Since the late 1980s, Rudolf Stingel has questioned the limits of his practice with relentless imagination. His work continually re-examines the genres in which it participates, yielding renewed definitions and expanded possibilities. His is a practice in which deconstruction and decoration collide, and in which the role of the artist is subject to perpetual re-examination.
In 1989, Stingel published Instructions. A provocative handbook, it set out a series of guidelines by which to replicate the artist’s painting style. As Amanda Coulson notes, the work “immediately encapsulates the artist’s tongue-in-cheek attitude toward his work, dissociating himself from the mythology of the artist–genius and assimilating the viewer into his theoretical and practical approach.” (Amanda Coulson, Rudolf Stingel: Galleria Massimo de Carlo, Frieze Magazine, Issue 86, October 2004) Indeed Stingel is an artist whose playfulness continually borders on iconoclasm. His pieces redirect the painterly gaze, often making use of floors and carpets. As Jean-Pierre Criqui notes, the latter “first appeared in Stingel’s work in the form of a bright orange plush carpet that could cover either a floor (at the Daniel Newburg Gallery, New York, 1991) or a wall (at the Venice Biennale 1993)” (Jean Pierre Criqui, “Rudolf Stingel. Captions”, Rudolf Stingel Palazzo Grassi 2013, Milan: Mondadori, 2013, p.12). Since then, floors have become an enduring concern, recurrent in much of his work.

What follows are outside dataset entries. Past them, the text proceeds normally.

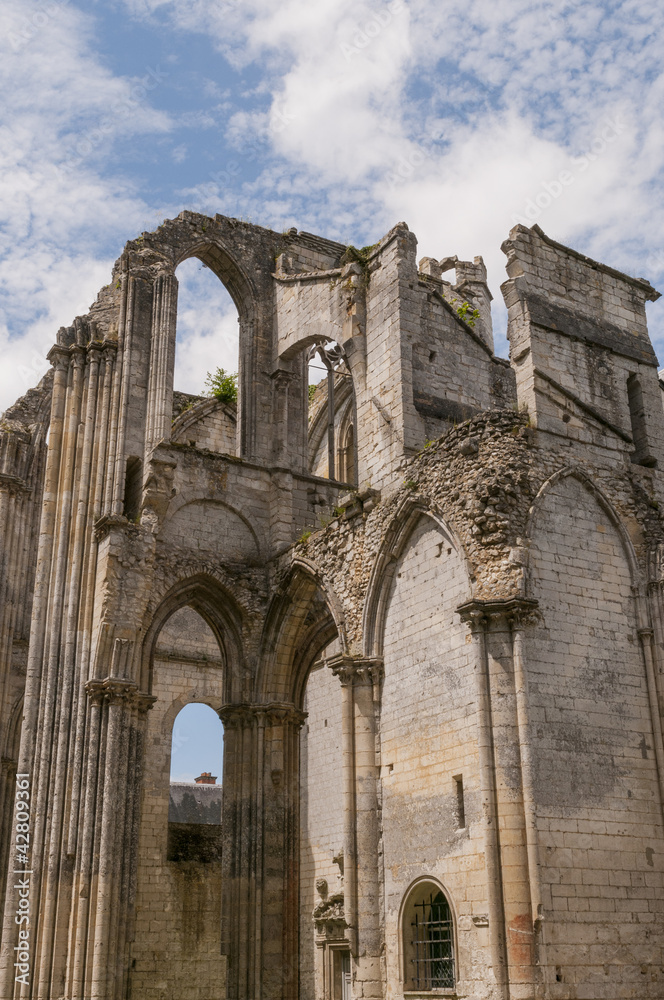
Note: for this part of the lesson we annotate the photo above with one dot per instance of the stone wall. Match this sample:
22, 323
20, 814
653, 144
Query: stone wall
321, 816
176, 947
596, 782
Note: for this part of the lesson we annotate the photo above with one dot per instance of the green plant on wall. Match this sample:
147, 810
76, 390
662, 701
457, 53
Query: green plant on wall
466, 313
222, 385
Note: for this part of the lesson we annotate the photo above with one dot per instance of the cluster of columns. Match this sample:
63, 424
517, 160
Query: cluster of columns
361, 682
514, 887
74, 739
260, 853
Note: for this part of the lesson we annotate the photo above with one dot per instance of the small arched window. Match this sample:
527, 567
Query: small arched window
428, 940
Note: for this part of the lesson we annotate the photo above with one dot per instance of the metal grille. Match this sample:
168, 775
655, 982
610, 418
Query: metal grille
433, 945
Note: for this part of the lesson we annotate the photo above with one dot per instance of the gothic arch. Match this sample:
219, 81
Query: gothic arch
183, 501
394, 543
600, 497
223, 263
303, 618
218, 609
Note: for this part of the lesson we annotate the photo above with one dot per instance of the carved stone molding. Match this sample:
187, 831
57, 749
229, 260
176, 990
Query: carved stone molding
356, 669
515, 612
329, 917
13, 485
117, 691
59, 357
272, 714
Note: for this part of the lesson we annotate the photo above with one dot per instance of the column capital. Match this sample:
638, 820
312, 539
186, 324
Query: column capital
248, 714
356, 669
119, 691
516, 612
13, 485
59, 357
282, 377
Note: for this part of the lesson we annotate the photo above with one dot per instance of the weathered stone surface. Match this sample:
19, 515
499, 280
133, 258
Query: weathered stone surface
440, 671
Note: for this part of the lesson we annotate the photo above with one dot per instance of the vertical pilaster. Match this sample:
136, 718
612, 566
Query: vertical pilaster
35, 679
162, 360
360, 684
513, 867
121, 710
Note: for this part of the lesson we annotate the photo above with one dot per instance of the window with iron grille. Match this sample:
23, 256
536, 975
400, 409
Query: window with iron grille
429, 940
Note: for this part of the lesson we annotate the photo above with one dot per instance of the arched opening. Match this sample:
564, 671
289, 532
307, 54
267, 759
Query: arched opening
205, 384
427, 927
194, 810
637, 413
331, 414
179, 877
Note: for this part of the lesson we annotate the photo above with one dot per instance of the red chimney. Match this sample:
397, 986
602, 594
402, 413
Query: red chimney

The present lot Untitled of 2000 shares this interest. To create the work, Stingel walked across four Styrofoam panels in lacquer thinner-coated boots, effectively melting the white material below. As Criqui notes, the piece “inevitably [evokes] expanses of snow which people have walked across” (Jean Pierre Criqui, “Rudolf Stingel. Captions”, Rudolf Stingel Palazzo Grassi 2013, Milan: Mondadori, 2013, p.14). Yet despite the intimation of tundra, the piece somehow exists beyond any specific locale. It put forth an abstracted landscape that recalls the work of Gerhard Richter, not least in that it draws attention to the artist’s mark. The present lot is a document of process; the prints which decorate the surface are traces of action that direct the viewer’s attention to the moment of creation. Yet this moment remains fundamentally evasive; far from self-evident, it requires reconstruction on behalf of the viewer. Whilst the shoeprints on the left hand panels reveal the artist’s path, the overlaid imprints on the right hand side obscure any kind of linear route. The left hand panels bespeak remoteness, suggesting an isolated individual trailing across an empty landscape. By contrast, the right hand panels abound with activity and teem with disorder. The frenzy of shoeprints suggests multitudes, recursion, and crossing paths. They imagine a landscape of coming-and-going, a palimpsest of half-remembered movement.
Discussing his practice, Stingel opines “I walk on my paintings because I want to hurt them.” (Rudolf Stingel, “Shit, How Are You Going to Do This One?”, Flash Art, Issue 291, July - September). The present lot, and its eroded surface, makes manifest this desire to inflict damage. The violent gesture, however, is not one of nihilistic anger; in Stingel’s hands, it becomes its own form of creation. He deconstructs with vehement purpose and a kind of perverse optimism, bringing to the fore the latent potentials of his craft. Speaking about his 2013 project at the Palazzo Grassi in Venice, Stingel explains “the task was to unite the three floors with their mazy rooms to one giant installation. To cover the floors and walls with a patterned carpet would annihilate the existing architecture and create a space in which gravity and scale were abolished.” (Rudolf Stingel, “Shit, How Are You Going to Do This One?”, Flash Art, Issue 291, July – September). Here too, destruction and creation coexist. In order to create an environment, Stingel must first dismantle, or obscure, another.
The present lot, namely the right hand panels, reveal an extreme version of this dynamic. One route across the Styrofoam surface is covered by another until few are identifiable. All narratives become obscured by their interaction with others. What remains are decontextualized marks, swarming across the surface. In this sense, the piece reflects on history as much as artistry, revealing the process by which events become entangled and submerged. Rudolf Stingel’s work is characterized by curiosity and ambition. As Roberta Smith puts it “his art asks what are paintings, who makes them, and how?” (Roberta Smith, “The Threads That Tie A Show Together”, New York Times, August 20 2013) In his formulations, the painter’s identity, practices and values are constantly shifting. The present lot picks up these concerns, and this resistance to fixed categorisation. From the very offset, it disorientates: although piece of ground, it is hung vertically. The more time one spends with the piece, the more this disorientation grows. The maze of indentations perplexes as it intrigues, drawing attention not only to its own materiality but to a nexus of potential narratives.